November 18, 2013
On 11/18/13 2:04 PM, Walter Bright wrote:
> On 11/18/2013 1:02 PM, Jacob Carlborg wrote:
>> I really don't understand the point in having some functions thrown
>> and others
>> assert.
>
> That's a red flag that there is a faulty design somewhere, in this case
> I think it's not having a separation between input data validation and
> program bug detection.

The question is what's "program" and what's "input". Consider:

int a = fun();
std.gun(a);

There are two possible takes on this:

1. The standard library is considered part of the user's program, and the whole thing is a unit. In that case, passing the wrong int to std.gun is an PROGRAM error and 100% blame goes to the programmer who wrote the caller code.
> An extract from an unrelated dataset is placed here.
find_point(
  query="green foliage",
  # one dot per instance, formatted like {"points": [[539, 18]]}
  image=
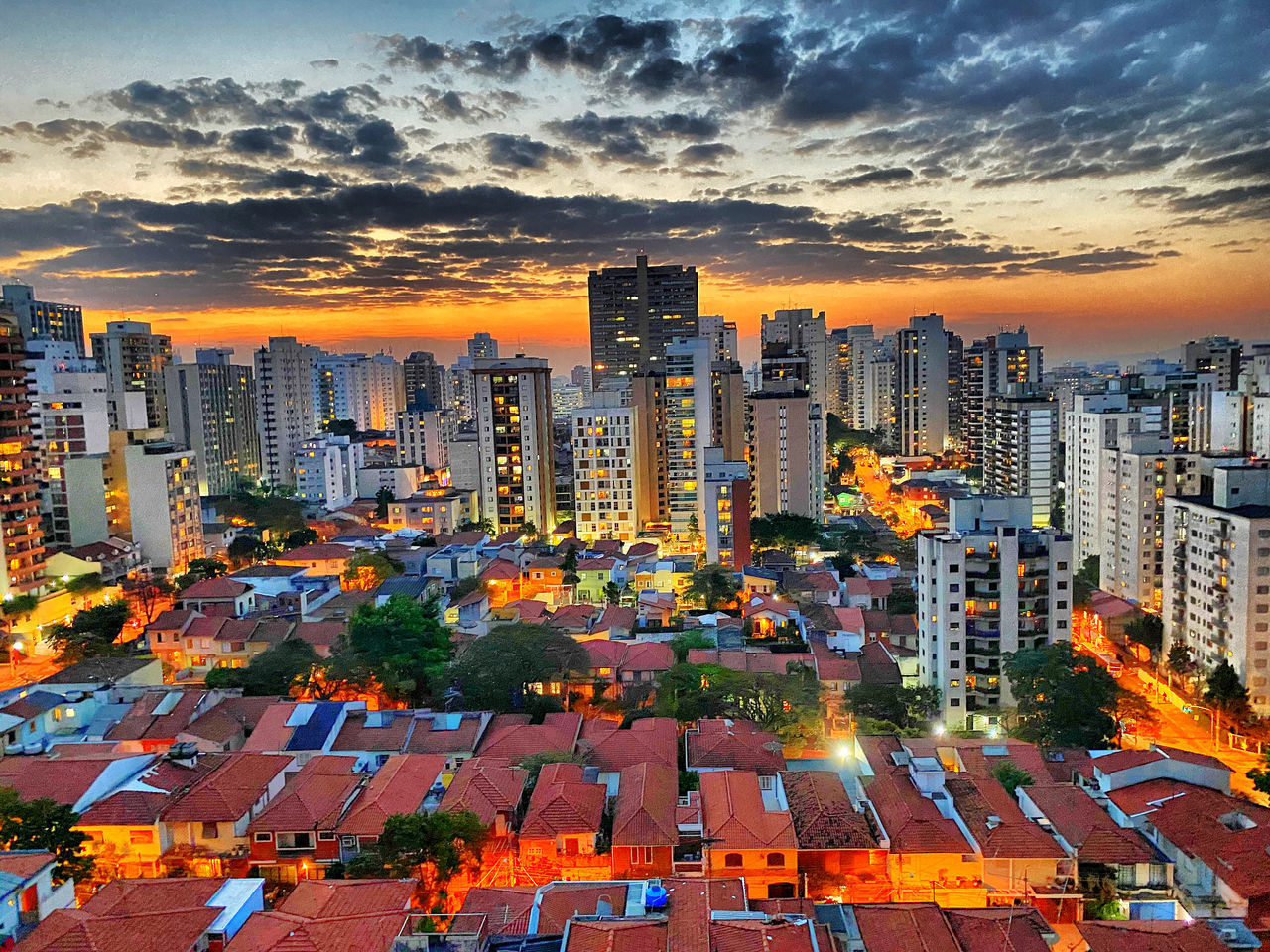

In that case, assert/assert(0)/contracts are the appropriate constructs to be used inside std.gun.

This is the approach taken by the C standard library, which is free to do whatever it wants (including crashing the program) upon calls such as strlen(NULL) etc.

2. The standard library is a separate entity from the PROGRAM, and as far as it cares, any data from the user is INPUT. So the standard library with SCRUB the input, in which case enforce() and throwing exceptions are appropriate.

This is the approach taken by the Windows API, Java, C#, and to a good extent the newer parts of C++'s standard library.

To claim that one approach is exactly right and the other is exactly wrong would miss important insights.


Andrei

November 18, 2013
On 11/18/2013 2:37 PM, Andrei Alexandrescu wrote:
> On 11/18/13 1:50 PM, Walter Bright wrote:
>> I believe this is solving the problem in the wrong place. The function
>> being called should not be throwing, and should be defined as not
>> throwing. See my other posts in this thread on the topic.
>
> I think a stance of unceremoniously halting the program upon passing the wrong
> parameters to a standard library function is a bit excessive.

Dang, I gotta argue this with you too? :-)

Forget the philosophical argument for the moment and let's try a pragmatic one - code that doesn't check its arguments and doesn't throw is going to inline better, run faster, and be smaller. To have a high performance language, we have to have this.

This is why we have a -release switch: so we can run with or without checking the arguments for bugs.

Input data validation is where exceptions come in. Those are relatively rare compared with processing validated data, and so separating out the slow data validation path from the validated high speed path makes pragmatic sense.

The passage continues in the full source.